Leeds were undistinguished before the break, lacking the spark they demonstrated in demolishing Norwich in the semi-finals. Farke required a response and got one, his side penning Southampton in, Joe Rodon adding another dimension by running the ball out from the back. Crysencio Summerville, the Championship’s player of the year, was subdued by Kyle Walker-Peters to such an extent that he was substituted but a replacement was inches from an equaliser.

Dan James rattled the bar with a half-volley. It was James, too, who drew an injury-time save from Alex McCarthy: the goalkeeper, only playing because of Gavin Bazunu’s season-ending injury, commanded his box in what may prove his last game for the club. It is probably Che Adams’s last, too, with the forward also out of contract. If so, each can leave confident he played his part in restoring top-flight football to Hampshire.

Dan James clattered the bar for Leeds as they just missed out (Action Images/Reuters)

For Taylor Harwood-Bellis, the best of the Saints defence, promotion means the loanee will be bought.
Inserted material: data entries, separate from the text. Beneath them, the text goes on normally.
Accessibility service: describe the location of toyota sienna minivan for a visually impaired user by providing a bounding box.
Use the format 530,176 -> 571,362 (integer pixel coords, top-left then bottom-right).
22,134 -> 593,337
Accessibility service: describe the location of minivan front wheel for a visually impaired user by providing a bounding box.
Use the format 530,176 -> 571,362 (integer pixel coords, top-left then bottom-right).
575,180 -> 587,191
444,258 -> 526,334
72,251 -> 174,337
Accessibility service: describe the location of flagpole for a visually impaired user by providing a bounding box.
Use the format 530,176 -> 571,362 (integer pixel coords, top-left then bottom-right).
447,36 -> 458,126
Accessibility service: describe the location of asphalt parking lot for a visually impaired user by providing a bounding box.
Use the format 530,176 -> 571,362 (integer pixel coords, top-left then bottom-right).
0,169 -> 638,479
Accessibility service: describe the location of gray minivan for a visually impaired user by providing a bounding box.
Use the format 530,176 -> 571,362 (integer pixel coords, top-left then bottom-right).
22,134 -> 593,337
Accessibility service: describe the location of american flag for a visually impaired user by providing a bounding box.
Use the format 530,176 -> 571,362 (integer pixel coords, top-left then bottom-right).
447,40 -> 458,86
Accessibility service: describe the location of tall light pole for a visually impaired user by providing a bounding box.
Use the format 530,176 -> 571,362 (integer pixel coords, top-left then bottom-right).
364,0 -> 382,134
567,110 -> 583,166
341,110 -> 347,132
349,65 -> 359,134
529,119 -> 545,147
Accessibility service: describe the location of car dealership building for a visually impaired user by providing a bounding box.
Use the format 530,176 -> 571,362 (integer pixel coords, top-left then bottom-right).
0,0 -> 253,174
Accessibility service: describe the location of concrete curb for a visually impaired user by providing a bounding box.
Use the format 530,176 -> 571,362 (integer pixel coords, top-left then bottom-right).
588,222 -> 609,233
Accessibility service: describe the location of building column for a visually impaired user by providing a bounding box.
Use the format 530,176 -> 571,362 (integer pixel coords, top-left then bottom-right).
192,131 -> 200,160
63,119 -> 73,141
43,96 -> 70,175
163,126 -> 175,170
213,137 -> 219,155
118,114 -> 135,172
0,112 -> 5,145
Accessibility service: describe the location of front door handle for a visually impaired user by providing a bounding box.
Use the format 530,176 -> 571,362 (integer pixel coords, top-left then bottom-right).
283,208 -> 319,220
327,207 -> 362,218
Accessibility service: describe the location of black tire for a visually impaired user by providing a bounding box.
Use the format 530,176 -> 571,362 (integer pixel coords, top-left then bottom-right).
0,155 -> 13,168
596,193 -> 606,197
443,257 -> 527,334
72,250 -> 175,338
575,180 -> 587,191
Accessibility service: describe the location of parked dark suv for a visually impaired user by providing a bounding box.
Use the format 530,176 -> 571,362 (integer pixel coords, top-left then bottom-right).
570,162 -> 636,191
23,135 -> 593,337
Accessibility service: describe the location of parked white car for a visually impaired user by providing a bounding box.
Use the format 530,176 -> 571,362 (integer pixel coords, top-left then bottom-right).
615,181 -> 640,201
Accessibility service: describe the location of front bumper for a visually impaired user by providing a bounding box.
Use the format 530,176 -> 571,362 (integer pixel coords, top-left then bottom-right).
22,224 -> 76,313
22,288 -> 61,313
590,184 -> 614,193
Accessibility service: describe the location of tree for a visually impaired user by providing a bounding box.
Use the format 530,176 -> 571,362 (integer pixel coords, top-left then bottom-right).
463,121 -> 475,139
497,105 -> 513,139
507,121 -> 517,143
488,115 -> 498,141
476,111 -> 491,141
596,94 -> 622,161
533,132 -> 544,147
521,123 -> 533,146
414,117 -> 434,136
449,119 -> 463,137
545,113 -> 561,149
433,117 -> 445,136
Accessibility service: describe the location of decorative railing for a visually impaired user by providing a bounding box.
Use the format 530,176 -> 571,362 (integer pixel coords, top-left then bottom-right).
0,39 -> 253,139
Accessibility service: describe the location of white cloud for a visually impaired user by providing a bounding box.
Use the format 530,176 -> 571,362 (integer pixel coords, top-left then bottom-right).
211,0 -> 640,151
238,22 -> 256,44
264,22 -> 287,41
Walker-Peters should stay now. Martin faces the dilemma of how many of this side are equipped for the top flight, of what to do with the arrivals in the misguided 2022-23 spending spree, some of whom have been loaned out this season. His policy of playing out from the back, which risked danger against Leeds, could prove still more perilous in the Premier League.

But Southampton will be there. Fourth for much of the season, they took the third spot to go up, their huge overhaul last summer eventually resulting in a change of division.

For Sport Republic, the owners whose maiden year was disastrous, the second has been redemptive. But for Leeds, Wembley had a cruelty, the play-offs a brutality. Again.